No estoy potenciando ese mal prejuicio de los que dicen que solamente es válido el español peninsular. Eso es mentira. Estoy hablando de que muchas editoriales prefieren ahorrarse dos duros antes de invertir en buenos traductores, sean españoles, colombianos o argentinos. Porque no es lo mismo que en el (malogrado) doblaje del cine y la televisión: al leer es nuestra voz la que habla en nuestra cabeza, es nuestro propio acento y nuestro propio tono. Pero a veces, en ciertas traducciones, empezamos a notar que no nos resulta familiar, que no es nuestra lengua: la han forzado tanto que ya no es elegante, es como si estuviera dada de sí. Empezamos a distanciarnos de lo escrito y ya no nos cala tan hondo. Llega un momento en que dejamos de escuchar nuestra propia voz: es entonces cuando chirría, y no es un sonido agradable.
La literatura nos permite ensanchar los horizontes del lenguaje, y el español de América es una fuente inagotable de horizontes. En la literatura evangélica estamos demasiado mal acostumbrados a tragarnos textos que quizá en su original nos ayudarían a ensanchar esos horizontes, pero que el poco agraciado traductor ha convertido en una carrera de obstáculos.
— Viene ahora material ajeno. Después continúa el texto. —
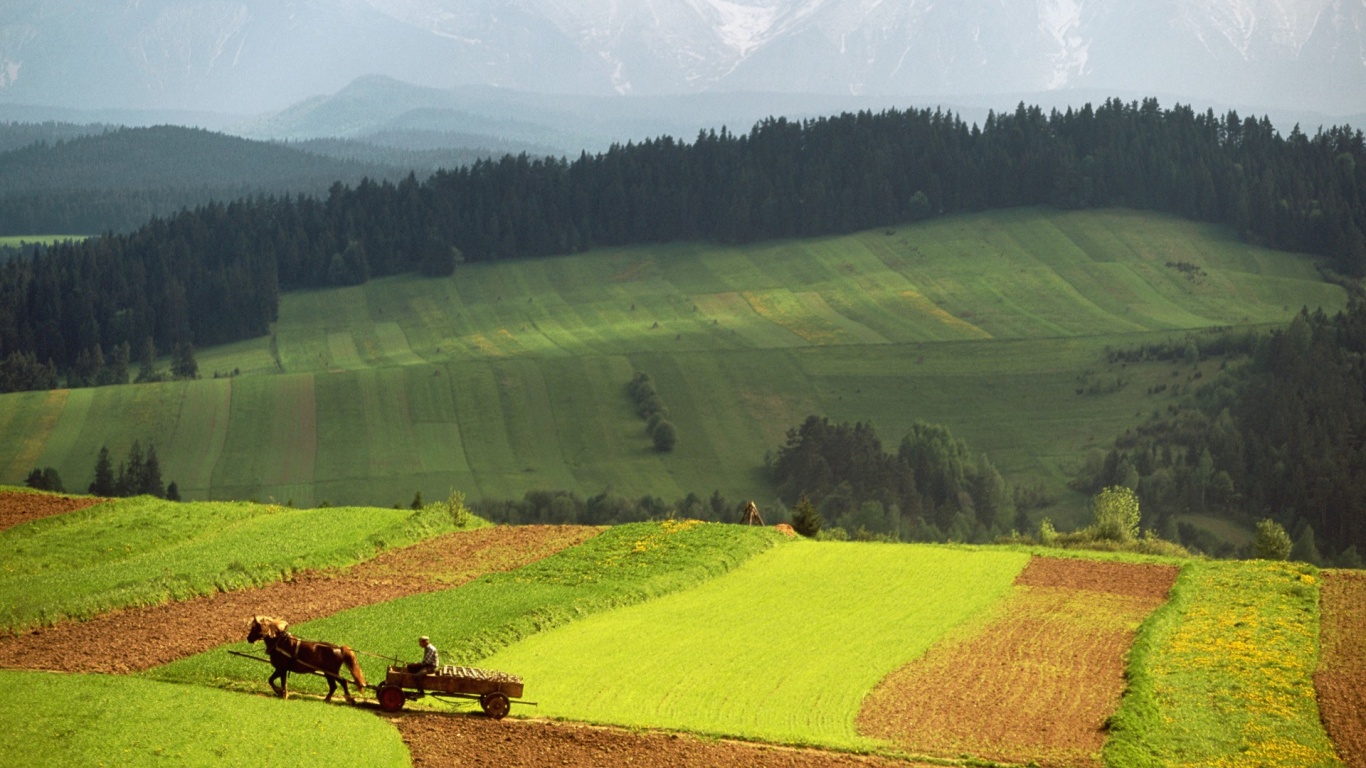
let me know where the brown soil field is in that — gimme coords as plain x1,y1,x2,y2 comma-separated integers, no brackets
395,712,935,768
858,557,1177,768
0,525,600,673
0,490,109,531
1316,570,1366,768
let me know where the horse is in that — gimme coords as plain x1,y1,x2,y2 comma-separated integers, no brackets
246,616,367,703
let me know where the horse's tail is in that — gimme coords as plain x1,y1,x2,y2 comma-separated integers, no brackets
342,646,366,690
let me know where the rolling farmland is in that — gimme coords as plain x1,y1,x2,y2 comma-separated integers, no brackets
0,208,1349,518
0,490,1358,766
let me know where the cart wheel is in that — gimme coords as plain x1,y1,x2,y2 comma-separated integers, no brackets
377,684,406,712
480,692,510,720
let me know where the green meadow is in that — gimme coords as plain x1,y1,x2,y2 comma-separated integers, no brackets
0,492,471,632
0,670,408,767
481,540,1027,748
0,208,1347,521
1105,560,1340,767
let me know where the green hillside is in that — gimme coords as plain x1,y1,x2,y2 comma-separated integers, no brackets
0,208,1346,519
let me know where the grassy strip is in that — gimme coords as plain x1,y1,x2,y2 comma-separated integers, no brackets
0,497,474,632
147,521,784,699
1104,560,1341,767
0,670,407,767
0,235,85,248
481,540,1028,749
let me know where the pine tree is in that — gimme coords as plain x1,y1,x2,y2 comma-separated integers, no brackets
89,446,115,496
790,494,824,538
166,481,181,502
140,444,165,497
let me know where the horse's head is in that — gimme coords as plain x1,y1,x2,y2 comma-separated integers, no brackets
247,616,288,644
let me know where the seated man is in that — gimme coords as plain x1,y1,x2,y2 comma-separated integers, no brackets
406,635,438,674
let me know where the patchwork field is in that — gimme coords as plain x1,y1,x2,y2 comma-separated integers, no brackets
0,524,599,674
0,208,1347,523
0,494,1359,767
147,520,785,697
480,540,1028,747
858,557,1178,767
0,493,469,632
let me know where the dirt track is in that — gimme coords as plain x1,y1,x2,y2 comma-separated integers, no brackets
1317,570,1366,768
0,525,599,673
0,490,109,531
396,712,935,768
858,557,1178,768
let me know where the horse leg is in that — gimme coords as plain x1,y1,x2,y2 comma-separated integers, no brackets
339,677,354,705
268,668,286,698
323,674,337,702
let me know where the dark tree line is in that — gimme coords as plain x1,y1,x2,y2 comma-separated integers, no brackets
472,488,749,526
2,98,1363,388
87,441,177,500
768,415,1016,542
1079,304,1366,562
628,371,677,452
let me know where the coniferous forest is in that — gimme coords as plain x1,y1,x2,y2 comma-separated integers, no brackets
2,98,1363,389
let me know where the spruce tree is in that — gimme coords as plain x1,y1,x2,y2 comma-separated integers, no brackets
140,444,165,497
89,446,115,496
791,494,824,538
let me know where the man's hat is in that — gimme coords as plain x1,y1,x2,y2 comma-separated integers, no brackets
420,635,429,642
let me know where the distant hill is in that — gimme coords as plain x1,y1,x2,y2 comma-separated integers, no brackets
0,124,430,234
0,121,117,153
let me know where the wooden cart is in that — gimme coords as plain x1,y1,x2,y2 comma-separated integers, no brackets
374,664,528,718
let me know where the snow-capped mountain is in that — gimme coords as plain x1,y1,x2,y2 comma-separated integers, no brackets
0,0,1362,117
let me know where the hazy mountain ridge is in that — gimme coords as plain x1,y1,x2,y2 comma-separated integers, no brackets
0,0,1361,117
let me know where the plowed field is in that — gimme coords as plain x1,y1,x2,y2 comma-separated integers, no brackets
858,557,1177,768
1316,570,1366,768
0,525,599,673
0,491,107,531
395,713,937,768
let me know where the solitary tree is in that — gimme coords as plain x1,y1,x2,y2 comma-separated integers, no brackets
1254,519,1292,560
1091,485,1141,542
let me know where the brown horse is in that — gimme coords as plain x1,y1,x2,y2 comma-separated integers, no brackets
246,616,366,703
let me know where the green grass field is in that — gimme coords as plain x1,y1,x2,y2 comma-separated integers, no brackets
1105,560,1340,767
0,670,409,767
0,235,86,248
480,540,1028,748
0,208,1348,522
0,493,472,632
148,521,783,698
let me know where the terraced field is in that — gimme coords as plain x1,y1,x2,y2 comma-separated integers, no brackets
0,209,1346,519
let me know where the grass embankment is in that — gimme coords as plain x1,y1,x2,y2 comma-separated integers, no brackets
0,209,1347,517
0,670,408,767
481,540,1028,749
0,496,472,632
148,521,784,698
1105,560,1341,767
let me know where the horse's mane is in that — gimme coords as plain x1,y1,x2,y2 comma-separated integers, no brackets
253,615,289,639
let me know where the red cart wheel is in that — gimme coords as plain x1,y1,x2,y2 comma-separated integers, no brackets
480,692,510,719
377,684,406,712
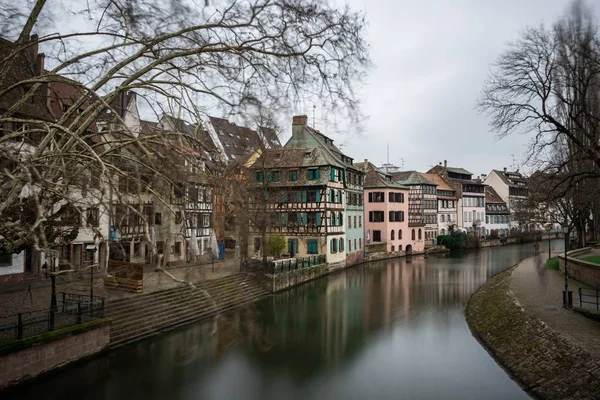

Y sé que todos los que están leyendo esto tienen ejemplos en la cabeza. No hablo de vocabulario, ni hablo de sintaxis. Hablo de eso sin nombre que nos separa del texto y que todos conocemos.
Porque
parecen dos mundos demasiado lejanos, unidos únicamente por la línea que divide a las buenas editoriales de aquellas a las que no le importa: ni les importa el texto original, ni los autores, ni los lectores. No les importa la calidad de sus traductores. Aquellas que creen que el mensaje cristiano que contienen sus libros no importa que se transmita de manera pobre y deslucida, porque «eso a Dios le da igual». Siento mucho tener que discrepar, porque precisamente Dios es un gran
fan de la belleza: él lo hizo todo hermoso, y espera un poco de eso de nuestra parte. Y no hay nada más bello que terminar de leer un libro traducido, el que sea (un cuento de Flannery O’Connor o Chejov) y sentir el peso liberador de la revelación bajo nuestros párpados. Haber pasado por allí sin habernos dado cuenta de que hubo alguien leyendo e interpretando por nosotros, susurrándonoslo al oído. Descubrir las ideas de los que las imaginaron como si no existiera Babel, como si todos habláramos el mismo idioma, como si todos pudiéramos volver a la ilusión de que aún tenemos una lengua común con la que todos nos entendemos y con la que podemos acercarnos a Dios.